Im Anschluss an ein Schadensereignis erfüllt der Opferbeauftragte auch eine so genannte Lotsenfunktion, indem er die Entschädigungsansprüche koordiniert und Kontakte zu den jeweiligen Hilfseinrichtungen vermittelt.
„Alle Leistungsträger der Entschädigungen mussten an einen Tisch, um ein Durcheinander zu vermeiden“, so Detlef Placzek. In Zusammenarbeit mit dem Oberbürgermeister von Trier, Wolfram Leibe, organisierte der Opferbeauftragte vier Mal einen so genannten „Runden Tisch“, zu dem alle eingeladen wurden, die an der Bewältigung des Schadensereignisses in irgendeiner Weise beteiligt waren.
Geplant und durchgeführt wurde des Weiteren eine mittel- und langfristige psychosoziale Nachsorge vom Opferbeauftragten gemeinsam mit der Stadt Trier und der in Rheinland-Pfalz ansässigen Stiftung Katastrophen Nachsorge. Das Ehepaar Dr. Jatzko, Gründer der Stiftung, betreute bereits die Betroffenen der Flugkatastrophe in Ramstein und sammelt seit über 30 Jahren Erfahrungen im Umgang mit Katastrophenfällen. „Menschen, die einer lebensbedrohenden Situation ausgesetzt waren, brauchen einen Ort und eine Zeit, um sich mit anderen Hinterbliebenen und Überlebenden über ihre Erfahrungen auszutauschen. Durch die Bildung von Schicksalsgemeinschaften werden neue Beziehungen entwickelt und Rückzug und Vereinsamung verhindert“, erklärt Sybille Jatzko.
Trotz erschwerter Corona-Bedingungen konnte der Opferbeauftragte im vergangenen Jahr insgesamt sieben Mal zu einem Nachsorge-Treffen einladen. Die Treffen ermöglichen in einem geschützten Rahmen persönliche Erlebnisse anzusprechen und im Austausch mit anderen Unterstützung zu erfahren. Regelmäßig wurden dazu Experten eingeladen, die Aufklärungsarbeit leisten konnten. U.a. bildete „Traumatisierung“ und ihre Auswirkungen auf Körper und Seele ein wichtiges Thema. „Jedes Opfer hat eine persönliche Geschichte und bedarf individueller Begleitung. Dieses moderierte Gruppenangebot ersetzt keine Therapie. Aber ich habe im vergangenen Jahr erlebt, dass fundierte Informationen und die Teilhabe an einer Gemeinschaft dazu beitragen, dass Betroffene wieder Kontrolle über das Leben gewinnen“, so Detlef Placzek.

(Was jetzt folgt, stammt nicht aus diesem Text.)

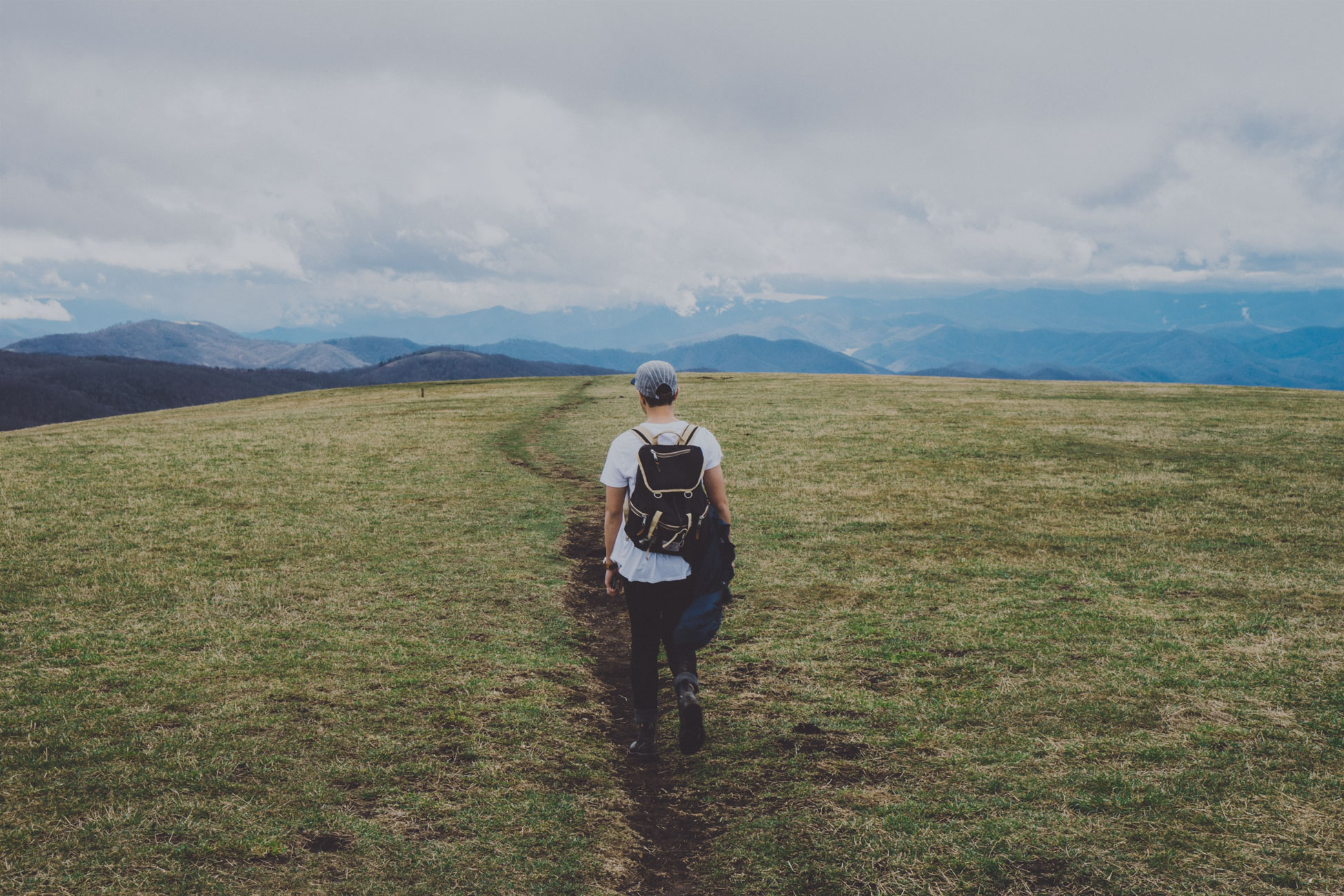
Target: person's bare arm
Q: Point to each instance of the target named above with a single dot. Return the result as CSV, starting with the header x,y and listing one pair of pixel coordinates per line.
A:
x,y
611,527
718,493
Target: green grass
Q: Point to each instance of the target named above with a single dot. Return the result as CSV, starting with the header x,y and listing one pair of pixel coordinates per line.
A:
x,y
994,638
236,634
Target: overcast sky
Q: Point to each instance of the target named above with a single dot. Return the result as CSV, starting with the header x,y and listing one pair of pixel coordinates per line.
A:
x,y
261,164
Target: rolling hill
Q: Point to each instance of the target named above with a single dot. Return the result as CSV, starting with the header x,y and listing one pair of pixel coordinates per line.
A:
x,y
192,343
992,637
55,389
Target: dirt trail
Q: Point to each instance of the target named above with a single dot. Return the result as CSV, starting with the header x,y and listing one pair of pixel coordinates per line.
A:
x,y
667,819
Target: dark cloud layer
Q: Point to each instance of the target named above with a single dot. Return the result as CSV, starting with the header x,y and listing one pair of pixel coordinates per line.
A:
x,y
256,163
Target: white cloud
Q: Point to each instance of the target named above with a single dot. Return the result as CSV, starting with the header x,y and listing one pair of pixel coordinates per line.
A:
x,y
442,159
26,308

Placzek zeigte sich erfreut, dass in den Nachsorgetreffen auch über die Verwendung der Spendengelder gemeinsam mit den Betroffenen eine Einigung erzielt werden konnte. Es ist wichtig, dass Betroffene in Entscheidungsprozesse einbezogen werden. Aktuell zeigt sich das deutlich in den Absprachen über die Gestaltung eines Gedenkplatzes mit Künstlerinnen und Künstlern aus Trier.

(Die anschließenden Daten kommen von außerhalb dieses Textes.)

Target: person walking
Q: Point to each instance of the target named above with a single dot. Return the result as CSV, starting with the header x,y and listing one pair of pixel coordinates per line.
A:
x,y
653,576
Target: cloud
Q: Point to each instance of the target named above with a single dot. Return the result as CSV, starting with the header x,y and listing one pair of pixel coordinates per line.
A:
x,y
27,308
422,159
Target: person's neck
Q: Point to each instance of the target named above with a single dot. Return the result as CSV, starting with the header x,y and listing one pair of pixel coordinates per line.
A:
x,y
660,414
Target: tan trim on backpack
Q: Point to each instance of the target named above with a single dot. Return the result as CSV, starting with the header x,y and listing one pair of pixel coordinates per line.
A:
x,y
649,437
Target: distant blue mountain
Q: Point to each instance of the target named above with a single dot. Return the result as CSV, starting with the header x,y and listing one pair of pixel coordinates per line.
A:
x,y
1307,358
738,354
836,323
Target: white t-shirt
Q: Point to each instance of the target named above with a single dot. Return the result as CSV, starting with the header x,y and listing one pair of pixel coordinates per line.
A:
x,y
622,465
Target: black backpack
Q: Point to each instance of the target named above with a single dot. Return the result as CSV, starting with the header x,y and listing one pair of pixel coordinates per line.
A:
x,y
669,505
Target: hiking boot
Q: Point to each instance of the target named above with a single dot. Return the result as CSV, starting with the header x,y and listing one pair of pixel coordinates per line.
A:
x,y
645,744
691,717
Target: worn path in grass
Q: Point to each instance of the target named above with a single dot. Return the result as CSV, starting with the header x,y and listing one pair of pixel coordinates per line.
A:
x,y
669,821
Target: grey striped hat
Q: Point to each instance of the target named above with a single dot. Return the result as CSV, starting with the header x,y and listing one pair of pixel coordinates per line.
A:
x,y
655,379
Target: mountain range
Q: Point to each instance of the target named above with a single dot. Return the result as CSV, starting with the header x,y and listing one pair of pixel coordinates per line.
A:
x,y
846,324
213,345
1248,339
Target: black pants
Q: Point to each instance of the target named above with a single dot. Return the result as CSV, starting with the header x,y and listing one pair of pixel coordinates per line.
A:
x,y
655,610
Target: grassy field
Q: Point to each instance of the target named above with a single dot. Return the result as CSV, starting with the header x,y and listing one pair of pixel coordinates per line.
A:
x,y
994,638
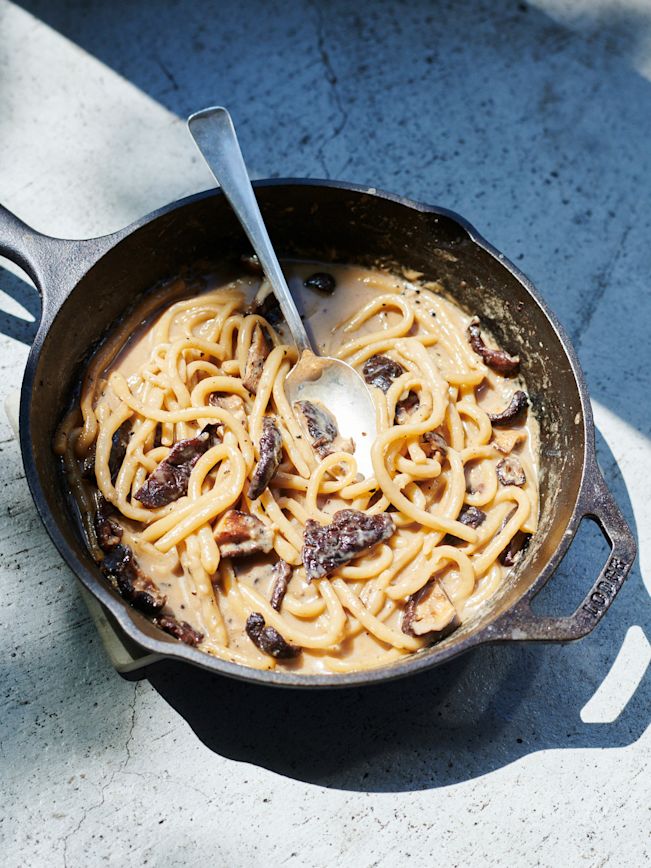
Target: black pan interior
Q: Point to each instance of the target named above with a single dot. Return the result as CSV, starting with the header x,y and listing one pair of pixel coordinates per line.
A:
x,y
329,224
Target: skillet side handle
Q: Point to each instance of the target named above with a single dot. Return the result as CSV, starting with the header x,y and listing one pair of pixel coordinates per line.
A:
x,y
54,264
24,246
598,504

Genau ein Jahr ist seit der Amokfahrt vergangen. Immer noch gibt es Personen, die die Innenstadt nicht betreten können. Viele Menschen haben sich im Büro des Opferbeauftragten für den ökumenischen Gottesdienst und die abendliche Aufführung des Requiems angemeldet. Die Betroffenen haben im vergangenen Jahr vieles miteinander geteilt: Sorgen und Trauer, Erinnerungen und Fragen, Kampf und Wut, aber auch Hilfestellung Trost und Schritte des Aufbruchs. Auch am Gedenktag soll niemand das Gefühl haben, alleine zu sein.

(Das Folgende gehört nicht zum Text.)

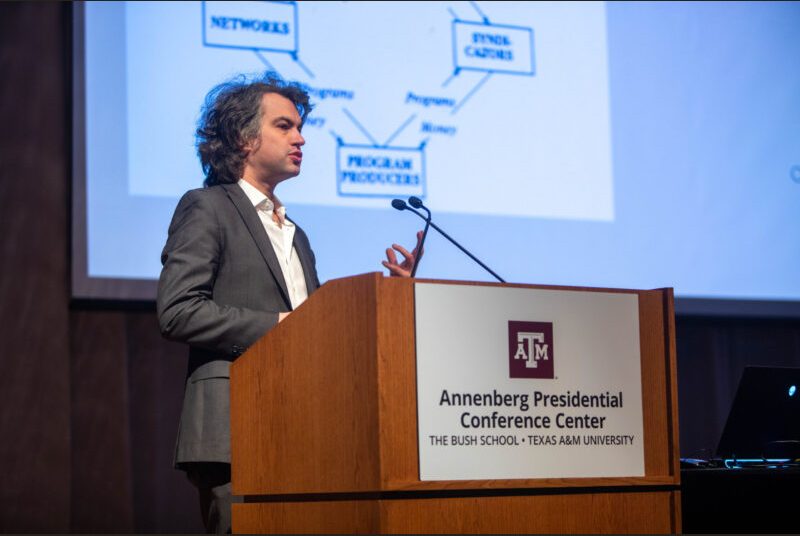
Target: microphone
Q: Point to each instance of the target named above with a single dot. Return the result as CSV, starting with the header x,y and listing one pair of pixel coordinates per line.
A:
x,y
399,204
416,203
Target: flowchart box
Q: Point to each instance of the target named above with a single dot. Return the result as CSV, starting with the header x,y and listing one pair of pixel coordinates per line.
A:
x,y
369,171
251,25
495,48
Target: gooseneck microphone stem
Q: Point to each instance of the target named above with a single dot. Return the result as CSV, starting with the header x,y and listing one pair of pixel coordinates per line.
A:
x,y
403,206
418,257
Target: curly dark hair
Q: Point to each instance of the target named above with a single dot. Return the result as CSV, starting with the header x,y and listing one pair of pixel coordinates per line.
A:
x,y
231,117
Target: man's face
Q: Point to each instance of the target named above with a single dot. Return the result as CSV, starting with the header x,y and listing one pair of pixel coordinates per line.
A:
x,y
276,156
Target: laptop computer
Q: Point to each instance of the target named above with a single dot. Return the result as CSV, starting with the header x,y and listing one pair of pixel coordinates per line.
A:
x,y
764,420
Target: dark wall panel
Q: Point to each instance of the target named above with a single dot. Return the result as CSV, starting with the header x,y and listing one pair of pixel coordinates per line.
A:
x,y
34,337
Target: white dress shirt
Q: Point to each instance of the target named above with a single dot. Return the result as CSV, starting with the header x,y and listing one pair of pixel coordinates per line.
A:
x,y
281,237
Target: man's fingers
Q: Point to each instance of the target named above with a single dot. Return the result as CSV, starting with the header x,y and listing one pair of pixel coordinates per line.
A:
x,y
403,251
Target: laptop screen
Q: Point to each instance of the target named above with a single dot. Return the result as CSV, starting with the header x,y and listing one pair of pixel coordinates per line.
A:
x,y
765,410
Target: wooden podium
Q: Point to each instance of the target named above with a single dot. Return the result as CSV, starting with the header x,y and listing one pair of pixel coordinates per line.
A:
x,y
324,431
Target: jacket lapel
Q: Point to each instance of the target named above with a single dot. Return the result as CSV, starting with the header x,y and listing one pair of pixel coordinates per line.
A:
x,y
305,261
248,213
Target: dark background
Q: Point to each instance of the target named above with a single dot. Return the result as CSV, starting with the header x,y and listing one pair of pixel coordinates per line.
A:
x,y
90,395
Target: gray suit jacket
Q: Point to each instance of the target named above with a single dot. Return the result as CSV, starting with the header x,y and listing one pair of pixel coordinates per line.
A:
x,y
221,289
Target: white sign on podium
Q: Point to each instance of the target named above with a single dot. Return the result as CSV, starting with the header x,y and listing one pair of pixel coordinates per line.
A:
x,y
527,383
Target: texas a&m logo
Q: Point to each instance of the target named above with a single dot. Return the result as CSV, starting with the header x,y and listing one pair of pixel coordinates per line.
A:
x,y
530,349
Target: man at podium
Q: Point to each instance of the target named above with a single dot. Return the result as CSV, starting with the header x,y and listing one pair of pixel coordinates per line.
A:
x,y
235,264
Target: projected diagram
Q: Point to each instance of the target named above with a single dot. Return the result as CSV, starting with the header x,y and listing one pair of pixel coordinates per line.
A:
x,y
436,100
375,169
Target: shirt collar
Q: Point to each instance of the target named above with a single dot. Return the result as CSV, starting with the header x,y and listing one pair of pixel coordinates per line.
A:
x,y
262,202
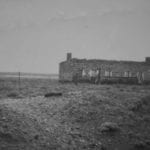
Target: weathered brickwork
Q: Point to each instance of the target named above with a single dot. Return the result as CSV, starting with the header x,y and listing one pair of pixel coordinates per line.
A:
x,y
103,69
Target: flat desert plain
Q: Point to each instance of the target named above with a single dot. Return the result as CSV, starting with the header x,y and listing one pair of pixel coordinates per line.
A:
x,y
84,117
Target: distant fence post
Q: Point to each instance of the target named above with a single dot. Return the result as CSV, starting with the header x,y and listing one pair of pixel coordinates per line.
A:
x,y
19,81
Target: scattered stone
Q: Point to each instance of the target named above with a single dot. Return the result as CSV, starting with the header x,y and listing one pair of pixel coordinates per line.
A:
x,y
109,127
53,94
140,145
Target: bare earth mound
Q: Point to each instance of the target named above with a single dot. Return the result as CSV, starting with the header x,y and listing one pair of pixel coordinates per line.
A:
x,y
91,117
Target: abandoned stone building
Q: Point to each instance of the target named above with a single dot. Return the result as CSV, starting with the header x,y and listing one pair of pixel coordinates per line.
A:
x,y
100,71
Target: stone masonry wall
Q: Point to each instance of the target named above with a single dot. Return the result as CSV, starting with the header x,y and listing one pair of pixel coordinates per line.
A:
x,y
116,68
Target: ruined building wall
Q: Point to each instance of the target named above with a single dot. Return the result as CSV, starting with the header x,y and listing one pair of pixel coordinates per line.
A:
x,y
70,68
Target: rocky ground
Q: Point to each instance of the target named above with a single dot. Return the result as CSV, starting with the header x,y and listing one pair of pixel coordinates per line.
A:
x,y
86,116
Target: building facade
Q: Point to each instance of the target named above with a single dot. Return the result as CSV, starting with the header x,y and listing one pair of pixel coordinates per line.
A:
x,y
99,71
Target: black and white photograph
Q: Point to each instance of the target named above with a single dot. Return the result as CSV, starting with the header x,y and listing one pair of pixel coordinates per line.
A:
x,y
74,74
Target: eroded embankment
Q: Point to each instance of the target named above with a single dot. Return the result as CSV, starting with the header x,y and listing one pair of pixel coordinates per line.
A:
x,y
98,118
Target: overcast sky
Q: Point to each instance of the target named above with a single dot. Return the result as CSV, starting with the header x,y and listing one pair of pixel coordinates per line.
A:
x,y
35,35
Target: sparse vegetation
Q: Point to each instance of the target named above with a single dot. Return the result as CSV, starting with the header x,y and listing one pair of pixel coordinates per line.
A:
x,y
85,116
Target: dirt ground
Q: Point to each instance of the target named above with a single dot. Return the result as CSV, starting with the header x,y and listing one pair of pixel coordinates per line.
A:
x,y
85,117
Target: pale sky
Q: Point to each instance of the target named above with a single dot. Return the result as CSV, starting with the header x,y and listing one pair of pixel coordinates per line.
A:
x,y
35,35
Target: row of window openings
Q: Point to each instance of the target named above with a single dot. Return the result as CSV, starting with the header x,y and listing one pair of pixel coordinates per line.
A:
x,y
110,73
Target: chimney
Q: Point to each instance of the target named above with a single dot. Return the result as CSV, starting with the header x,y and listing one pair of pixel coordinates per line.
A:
x,y
147,60
69,56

Als sehr belastend empfinden es die Opfer, dass der Täter nach wie vor über seine Motive für die Tat schweigt. „Hilfreich für die Bewältigung dieses Ereignisses wäre eine Aussage des Täters, warum er auf so brutale Art und Weise Leben ausgelöscht und anderen Menschen so viel Leid zugefügt hat,“ so Placzek.
Er appelliert an den mutmaßlichen Täter zu seiner Tat zu stehen und auszusagen.